Garcia works with about 40 eighth-grade and freshmen girls, with five to seven girls at each school site.
“I pull them out of class once a week, and we talk about different topics that they have chosen that they want to know more about — for example, domestic violence, teen dating, healthy relationships, trust, drug abuse, depression, anger control and better communication,” she said. “I have created a safe environment for these girls to open up. I thought it was going to take a few weeks before the girls really started to talk openly to me, but I was wrong. They want to tell someone what is going on in their lives. They want to be heard. They want someone to be there for them. They want someone to listen without judging them and to help them develop more positive strategies to deal with their situations.
“There is also a great need for us to empower these young women, because if we don’t, they might eventually drop out of school, get involved in unhealthy relationships, become addicted to drugs or even end up pregnant. … All of these young women that I work with have so much potential, and it is my job to help them realize just how much potential they have. Anything is possible in this world, and I am going to do whatever it takes for these girls to see that and start to believing in themselves.”
The final grant recipient was Marsha Bailey, founder and CEO of Women’s Economic Ventures, which received a $100,000 Women’s Fund grant that established a micro-loan fund to assist low-income women in South Santa Barbara County start or expand their own businesses.
“WEV’s mission is to create an equitable and just society through the economic empowerment of women,” she said. “The fact is that the lack of financial resources restricts a woman’s freedom and choices.
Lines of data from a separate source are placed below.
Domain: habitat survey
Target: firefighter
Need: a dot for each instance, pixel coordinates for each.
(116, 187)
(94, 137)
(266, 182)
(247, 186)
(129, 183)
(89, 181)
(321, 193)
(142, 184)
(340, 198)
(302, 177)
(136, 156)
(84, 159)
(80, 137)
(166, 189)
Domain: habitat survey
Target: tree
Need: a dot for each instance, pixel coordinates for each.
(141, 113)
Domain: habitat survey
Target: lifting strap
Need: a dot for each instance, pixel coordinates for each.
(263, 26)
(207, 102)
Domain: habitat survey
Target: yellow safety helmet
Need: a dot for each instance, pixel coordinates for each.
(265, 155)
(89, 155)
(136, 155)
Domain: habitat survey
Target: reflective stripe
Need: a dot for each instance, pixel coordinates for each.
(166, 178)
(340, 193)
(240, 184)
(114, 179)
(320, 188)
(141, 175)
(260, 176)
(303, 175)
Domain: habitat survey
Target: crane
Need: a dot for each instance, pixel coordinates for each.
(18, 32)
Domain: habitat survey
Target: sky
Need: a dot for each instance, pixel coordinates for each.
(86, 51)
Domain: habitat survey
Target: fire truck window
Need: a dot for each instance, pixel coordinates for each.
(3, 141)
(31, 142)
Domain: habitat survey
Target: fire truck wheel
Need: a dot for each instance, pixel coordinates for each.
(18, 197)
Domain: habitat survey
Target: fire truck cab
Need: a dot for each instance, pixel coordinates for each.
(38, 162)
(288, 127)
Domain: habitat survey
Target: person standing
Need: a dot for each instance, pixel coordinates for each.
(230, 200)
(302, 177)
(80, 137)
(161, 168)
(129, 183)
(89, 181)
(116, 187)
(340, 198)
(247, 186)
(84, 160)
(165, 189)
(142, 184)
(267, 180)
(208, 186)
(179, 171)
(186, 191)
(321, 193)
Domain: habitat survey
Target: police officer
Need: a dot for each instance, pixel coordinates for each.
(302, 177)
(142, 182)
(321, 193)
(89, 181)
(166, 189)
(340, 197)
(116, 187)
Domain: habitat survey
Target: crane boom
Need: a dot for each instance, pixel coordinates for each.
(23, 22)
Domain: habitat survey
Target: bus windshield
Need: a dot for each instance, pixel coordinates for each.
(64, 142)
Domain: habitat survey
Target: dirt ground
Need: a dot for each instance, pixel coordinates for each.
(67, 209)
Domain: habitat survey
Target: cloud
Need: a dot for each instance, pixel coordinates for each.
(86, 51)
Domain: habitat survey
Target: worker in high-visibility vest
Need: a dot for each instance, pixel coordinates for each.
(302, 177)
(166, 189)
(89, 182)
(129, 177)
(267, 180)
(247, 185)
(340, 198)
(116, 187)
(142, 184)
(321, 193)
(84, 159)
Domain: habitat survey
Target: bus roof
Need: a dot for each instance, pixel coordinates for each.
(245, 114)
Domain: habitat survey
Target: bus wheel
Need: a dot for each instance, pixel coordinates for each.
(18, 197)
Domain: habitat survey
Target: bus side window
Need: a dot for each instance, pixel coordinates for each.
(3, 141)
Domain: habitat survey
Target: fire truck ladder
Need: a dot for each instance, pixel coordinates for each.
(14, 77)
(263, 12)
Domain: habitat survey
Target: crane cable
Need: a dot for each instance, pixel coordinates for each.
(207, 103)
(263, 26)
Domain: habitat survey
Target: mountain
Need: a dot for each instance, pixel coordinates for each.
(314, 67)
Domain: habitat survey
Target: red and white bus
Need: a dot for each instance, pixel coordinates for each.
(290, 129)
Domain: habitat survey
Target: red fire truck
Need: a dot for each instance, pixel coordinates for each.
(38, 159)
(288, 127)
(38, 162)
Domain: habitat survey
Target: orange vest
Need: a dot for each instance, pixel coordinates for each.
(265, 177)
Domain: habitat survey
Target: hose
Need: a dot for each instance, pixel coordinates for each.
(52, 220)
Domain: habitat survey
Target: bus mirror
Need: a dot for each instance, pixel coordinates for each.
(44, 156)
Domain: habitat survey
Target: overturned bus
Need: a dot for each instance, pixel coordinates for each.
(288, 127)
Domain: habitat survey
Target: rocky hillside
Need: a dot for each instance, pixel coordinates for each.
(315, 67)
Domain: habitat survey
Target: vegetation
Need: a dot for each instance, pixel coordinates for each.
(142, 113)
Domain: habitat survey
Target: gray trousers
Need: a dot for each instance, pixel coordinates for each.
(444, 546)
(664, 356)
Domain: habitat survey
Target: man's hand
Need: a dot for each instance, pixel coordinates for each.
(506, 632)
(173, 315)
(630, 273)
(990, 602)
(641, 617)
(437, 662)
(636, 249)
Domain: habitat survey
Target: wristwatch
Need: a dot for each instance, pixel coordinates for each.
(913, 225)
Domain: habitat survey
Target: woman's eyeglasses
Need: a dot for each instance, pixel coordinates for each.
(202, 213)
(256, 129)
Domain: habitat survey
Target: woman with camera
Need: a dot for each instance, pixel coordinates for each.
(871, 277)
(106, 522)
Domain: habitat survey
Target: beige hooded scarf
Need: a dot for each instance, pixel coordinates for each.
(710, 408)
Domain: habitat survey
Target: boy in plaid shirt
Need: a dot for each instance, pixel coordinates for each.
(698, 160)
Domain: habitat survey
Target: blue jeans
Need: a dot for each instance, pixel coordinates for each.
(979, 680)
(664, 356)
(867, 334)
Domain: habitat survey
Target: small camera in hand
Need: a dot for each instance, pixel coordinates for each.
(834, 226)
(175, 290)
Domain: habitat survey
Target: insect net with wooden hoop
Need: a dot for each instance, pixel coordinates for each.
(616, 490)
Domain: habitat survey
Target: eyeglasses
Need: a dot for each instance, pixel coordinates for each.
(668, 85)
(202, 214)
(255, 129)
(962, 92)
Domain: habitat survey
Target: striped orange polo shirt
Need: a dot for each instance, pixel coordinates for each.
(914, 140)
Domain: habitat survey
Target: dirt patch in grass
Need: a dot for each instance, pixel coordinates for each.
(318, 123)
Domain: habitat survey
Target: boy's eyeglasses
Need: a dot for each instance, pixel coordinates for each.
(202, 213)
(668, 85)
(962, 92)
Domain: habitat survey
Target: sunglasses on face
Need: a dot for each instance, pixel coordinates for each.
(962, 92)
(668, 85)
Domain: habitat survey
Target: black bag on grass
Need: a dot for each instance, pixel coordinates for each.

Period. The truth of this is still seen today: In 2010, only 14 percent of SBA loan dollars went to women. Undercapitalization is the most common reason for business failure. WEV created its Small Business Loan Fund to ensure that low- and moderate-income women could get the money they needed to invest in their businesses until they could become bankable — a process that usually takes at least three years.”
Bailey explained that the $100,000 from the Women’s Fund resulted in a matching grant from the Treasury Department CDFI (Community Development Financial Institution), in effect doubling the grant.
“In fact, Treasury matched the Women’s Fund grant plus $500,000,” Bailey said. “We thank you, the members of the Women’s Fund, that voted for our grant of $100,000. Know that you are helping change the path of poverty in Santa Barbara.”
Steering Committee chair Sallie Coughlin wrapped up the event: “I am happy to report that our membership contributions are on track for this year, which means that when we next meet — at the Presentation Awards, which will be on Monday, April 28 — we expect to award at least $500,000 in grants to local nonprofits.”
About the Women’s Fund of Santa Barbara
The Women’s Fund is a collective donor group that has awarded 55 grants totaling $4,125,000 to local nonprofits in Santa Barbara, Goleta and Carpinteria since it began in 2004. The concept is simple: Women’s Fund members pool their charitable donations, research critical community needs and then vote on which agencies will receive the funds collected during the year. The annual site visit is a midyear progress review that enables Women’s Fund members to see their gifts in action.